If this had been a vibe-coded toy I wouldn’t have bothered, but the intent was to reuse this project as well as share it, so there were standards that had to be kept.

Well That Was Fun, So Why Stop?

This project is definitely not done and dusted. There are more model architectures to handle as well as the Linux and Windows operating systems to support. While this was developed on a Mac, none of the primary code is Apple-specific. The ggml library is cross-platform, but there are platform-specific functions for state initialization that need to be bound for the other platforms and used from the Go side.

If you’d like to use it as a starting point for your own inference experiments, it’s available on GitHub.

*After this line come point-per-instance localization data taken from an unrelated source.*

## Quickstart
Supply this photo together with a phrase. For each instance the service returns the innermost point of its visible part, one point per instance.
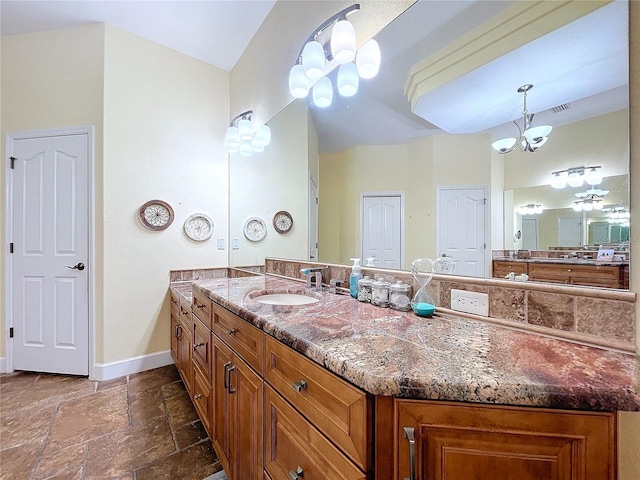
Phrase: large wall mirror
(371, 152)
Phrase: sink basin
(285, 299)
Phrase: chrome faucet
(314, 277)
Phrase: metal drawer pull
(298, 387)
(231, 390)
(224, 375)
(409, 435)
(299, 473)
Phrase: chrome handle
(299, 473)
(77, 266)
(299, 386)
(231, 390)
(224, 374)
(409, 435)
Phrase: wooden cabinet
(294, 448)
(237, 418)
(466, 442)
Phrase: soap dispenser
(356, 274)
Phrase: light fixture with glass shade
(529, 138)
(576, 177)
(243, 138)
(331, 46)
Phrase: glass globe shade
(298, 82)
(343, 42)
(368, 59)
(313, 60)
(245, 129)
(348, 80)
(245, 148)
(323, 93)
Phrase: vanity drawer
(203, 308)
(335, 407)
(240, 335)
(174, 300)
(293, 445)
(202, 347)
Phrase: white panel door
(461, 228)
(382, 230)
(569, 232)
(50, 236)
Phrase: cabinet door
(468, 442)
(245, 390)
(221, 418)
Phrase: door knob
(78, 266)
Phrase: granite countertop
(564, 261)
(444, 357)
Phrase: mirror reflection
(390, 183)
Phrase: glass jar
(364, 289)
(400, 296)
(380, 293)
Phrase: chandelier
(243, 137)
(529, 138)
(333, 44)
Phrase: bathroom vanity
(340, 389)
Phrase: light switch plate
(470, 302)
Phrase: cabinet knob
(298, 473)
(299, 386)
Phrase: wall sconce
(576, 176)
(530, 209)
(333, 44)
(241, 136)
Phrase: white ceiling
(214, 31)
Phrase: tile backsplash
(595, 316)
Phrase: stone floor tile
(65, 463)
(116, 454)
(152, 379)
(190, 434)
(181, 410)
(18, 462)
(84, 419)
(194, 463)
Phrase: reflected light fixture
(333, 45)
(576, 177)
(529, 138)
(242, 136)
(530, 209)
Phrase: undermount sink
(285, 299)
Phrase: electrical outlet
(470, 302)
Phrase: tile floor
(138, 427)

Break it apart, put it back together, have fun.

Footnotes

† ↩︎ That low overhead extends to people and agents. Python has dynamic hazards which require attention to keep track of. C++ is drastically complex, again, consuming brainpower and tokens just to manage it rather than solve problems. Go can be more verbose than Python, but adherence to DRY principles keeps that well under control. The entire go-inference-lab-bench project is under 6500 lines of Go with just over 250 lines of thin C wrapper for ggml.

‡ ↩︎ Another lesson learned during this project: two classes of LLM architecture are “dense” (whole model evaluated for all prompts) and “mixture of experts” (prompts are “triaged” and internal portions of the divided model are selectively used to reduce compute overhead). The Qwen3.5 family of models has one of each.

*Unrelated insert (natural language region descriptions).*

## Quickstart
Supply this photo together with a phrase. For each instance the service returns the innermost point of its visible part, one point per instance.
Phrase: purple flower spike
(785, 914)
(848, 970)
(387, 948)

§ ↩︎ Technically, CGO could consume ggml’s pure C API, but it has hundreds of types and functions. Isolating just the ones we need and hiding all the concrete types as opaque void* makes for faster CGO processing, consistent handling of “unsafe” pointer types, and a general reduction of complexity.

‖ ↩︎ GGUF is a flexible format for storing model parameters. It supports multiple numerical types - FP32, FP16, FP8, as well as block compressed quantization formats. The quantized formats are the LLM tensor equivalent of graphics API texture compression formats like BC7.

¶ ↩︎ The “logprobs” parameter in the OpenAI API allows for asking for exactly this kind of diagnostic data. The go-inference-lab-bench API server implements this functionality so the comparison to llama.cpp can be made.